The supply chain implications of India's growth trajectory are being underpriced in sectors where the substitution of China-based production for India-based production is proceeding but not yet reflected in equity valuations. Electronics manufacturing, pharmaceuticals — where India produces approximately 20% of global generic drug volume and is actively expanding API manufacturing capacity — specialty chemicals, and defense components are the four categories where the India supply chain buildout is most commercially advanced and most consequential for global market structure. The Taiwanese FDI surge into Indian electronics manufacturing specifically addresses the semiconductor packaging and assembly capacity that Western supply chain diversification strategies require but that India's domestic capabilities had not historically provided. As that capacity comes online through 2026 and 2027, the cost and reliability assumptions that currently make Chinese electronics supply chains dominant in mid-tier complexity categories will shift — not dramatically in a single quarter, but persistently across multiple product generations in a way that creates durable competitive advantage for companies that established Indian manufacturing relationships early.
The G7 Agenda Items Are Not Separable — That Is the Problem
The three G7 agenda items — energy security given the Strait of Hormuz disruption, global trade architecture given tariff proliferation and the BRICS+ trade share shift, and climate and sustainable development — are being treated as parallel agenda items when they are structurally interconnected in ways that prevent resolution of any one without addressing the others. The Strait of Hormuz disruption increases energy costs for every economy, but it increases them most for energy-importing developing economies — which are disproportionately represented in the BRICS+ grouping and which are the growth markets that both G7 and BRICS+ members are competing to supply. Higher energy costs in India, Bangladesh, Indonesia, and Brazil compress their manufacturing cost advantages and slow the supply chain diversification that Western multinationals are counting on to reduce China exposure. The G7 cannot address supply chain resilience without addressing energy access for the economies into which supply chains are being diversified — and addressing energy access requires coordination with the OPEC+ producers and Iranian nuclear diplomacy that the G7 format is not designed to deliver.

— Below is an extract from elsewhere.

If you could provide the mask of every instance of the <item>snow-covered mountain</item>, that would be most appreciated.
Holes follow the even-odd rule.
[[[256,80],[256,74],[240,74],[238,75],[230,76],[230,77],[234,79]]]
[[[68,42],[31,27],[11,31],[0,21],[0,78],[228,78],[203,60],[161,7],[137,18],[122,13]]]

The tariff architecture piece is equally entangled. The Section 122 authority expiring July 23 creates a decision point that will arrive eight days after the G7 summit closes. If the summit produces a multilateral trade framework that reduces the pressure on the U.S. to maintain unilateral tariffs — through a coordinated allied approach to China trade practices, for example — the administration has political cover to let Section 122 lapse without replacing it with a new IEEPA-based mechanism. If the summit fails to produce that framework, the domestic political pressure to maintain tariff protection for manufacturing sectors that have made reshoring investments based on tariff assumptions will push toward a replacement tariff mechanism. Investors in capital-intensive domestic manufacturing positions — semiconductors, pharmaceuticals, battery production, defense electronics — are watching the G7 outcome as a leading indicator for the post-July 23 tariff environment, whether or not they are framing it in those terms explicitly.